Kamu dapat membuat perumahan dengan sistem cluster. Dengan begitu, otomatis harga tanah kamu akan menjadi lebih mahal dan tentunya keuntungan yang kamu raih dapat berbuah karena kamu bisa menjual 5-10 rumah. Perlu diingat bahwa tetap saja akses infrastrukur tetap harus diperhatikan agar cluster yang kamu jual laku.

2. Capital Gain

Siapapun tahu harga tanah terus menerus mengalami kenaikan. Persentasenya bisa mencapai 20 persen-25 persen tiap tahunnya, atau dua kali lipat setelah 5 tahun ke depan. Nilai plus inilah yang menjadikan investasi tanah cocok bagi pemula.

3. Dapat dibuat Bisnis Lain

Salah satu kelebihan investasi tanah kavling adalah peruntukannya dapat dipindahkan ke bisnis lainya.

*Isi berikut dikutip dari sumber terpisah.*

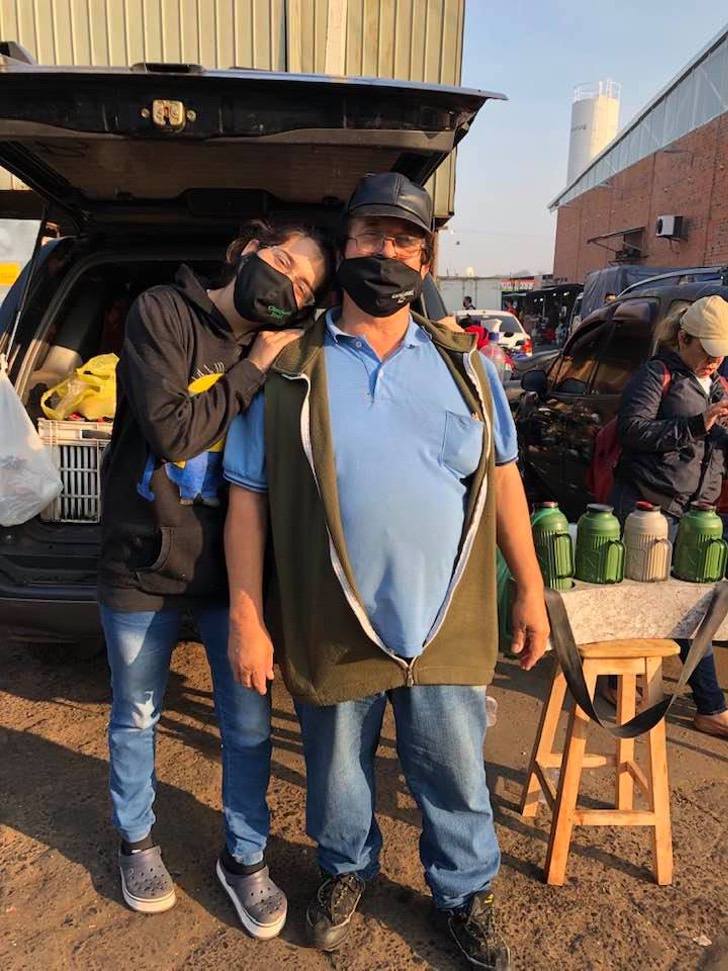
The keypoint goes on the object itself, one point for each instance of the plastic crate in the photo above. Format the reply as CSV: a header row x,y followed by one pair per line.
x,y
76,449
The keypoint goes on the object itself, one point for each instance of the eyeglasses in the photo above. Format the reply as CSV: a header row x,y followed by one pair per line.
x,y
372,242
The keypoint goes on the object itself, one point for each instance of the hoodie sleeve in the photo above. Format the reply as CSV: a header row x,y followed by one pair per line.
x,y
640,430
154,372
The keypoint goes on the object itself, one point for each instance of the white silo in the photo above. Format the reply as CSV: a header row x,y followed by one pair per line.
x,y
594,123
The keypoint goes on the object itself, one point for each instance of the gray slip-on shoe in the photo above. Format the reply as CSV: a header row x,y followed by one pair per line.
x,y
260,904
145,881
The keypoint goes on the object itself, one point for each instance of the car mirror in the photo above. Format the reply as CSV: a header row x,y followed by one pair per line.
x,y
535,380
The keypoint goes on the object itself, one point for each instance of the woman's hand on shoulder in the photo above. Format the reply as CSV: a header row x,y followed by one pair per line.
x,y
269,344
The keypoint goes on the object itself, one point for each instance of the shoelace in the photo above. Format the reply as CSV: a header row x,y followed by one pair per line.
x,y
481,923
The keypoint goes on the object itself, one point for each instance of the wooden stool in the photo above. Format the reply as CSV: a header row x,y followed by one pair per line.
x,y
626,659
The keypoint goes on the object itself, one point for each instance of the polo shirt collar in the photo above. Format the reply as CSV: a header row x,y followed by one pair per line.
x,y
414,335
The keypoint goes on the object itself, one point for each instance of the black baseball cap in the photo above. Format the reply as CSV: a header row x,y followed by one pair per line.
x,y
391,194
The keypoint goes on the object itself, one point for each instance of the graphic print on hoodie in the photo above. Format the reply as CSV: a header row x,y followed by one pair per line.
x,y
198,479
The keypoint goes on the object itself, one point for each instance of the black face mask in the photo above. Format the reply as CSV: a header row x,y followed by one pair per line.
x,y
380,286
265,295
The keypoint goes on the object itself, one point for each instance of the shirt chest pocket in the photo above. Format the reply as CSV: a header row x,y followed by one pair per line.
x,y
462,444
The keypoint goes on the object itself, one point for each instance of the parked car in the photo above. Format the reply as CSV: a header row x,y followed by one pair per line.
x,y
513,338
565,404
144,168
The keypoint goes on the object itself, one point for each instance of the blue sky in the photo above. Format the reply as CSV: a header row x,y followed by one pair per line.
x,y
513,161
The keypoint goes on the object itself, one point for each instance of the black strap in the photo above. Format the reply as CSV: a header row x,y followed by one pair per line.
x,y
562,639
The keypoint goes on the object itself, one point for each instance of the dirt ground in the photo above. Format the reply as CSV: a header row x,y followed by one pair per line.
x,y
60,905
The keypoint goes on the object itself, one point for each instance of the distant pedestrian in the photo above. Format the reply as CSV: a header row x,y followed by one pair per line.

Jika tanah kamu mungkin dekat sekolahan atau tempat kerja, kamu dapat menggunakan lahan kosongmu untuk parkir. Pilihan lain, jika hobi berkebun, kamu juga dapat memanfaatkan tanah untuk berkebun sambil menunggu kenaikan capital gain yang maksimal.

4. Permintaan Meningkat dan Persediaan Menipis

Persediaan tanah tidak akan bertumbuh dan bertambah, sedangkan permintaan akan semakin bertambah seiring pertumbuhan penduduk yang membutuhkan lahan tinggal. Menurut prinsip ekonomi dengan semakin banyak permintaan maka akan semakin tinggi juga penawarannya.

5. Minim Biaya Perawatan

Perawatan tanan kosong tentu tidak terlalu menguras kocek ketimbang properti lainnya seperti rumah, apartemen, ruko, dan kantor. Bila properti yang sudah dilengkapi bangunan, tentu ada biaya dan perawatan khusus yang harus dikeluarkan setiap tahunnya.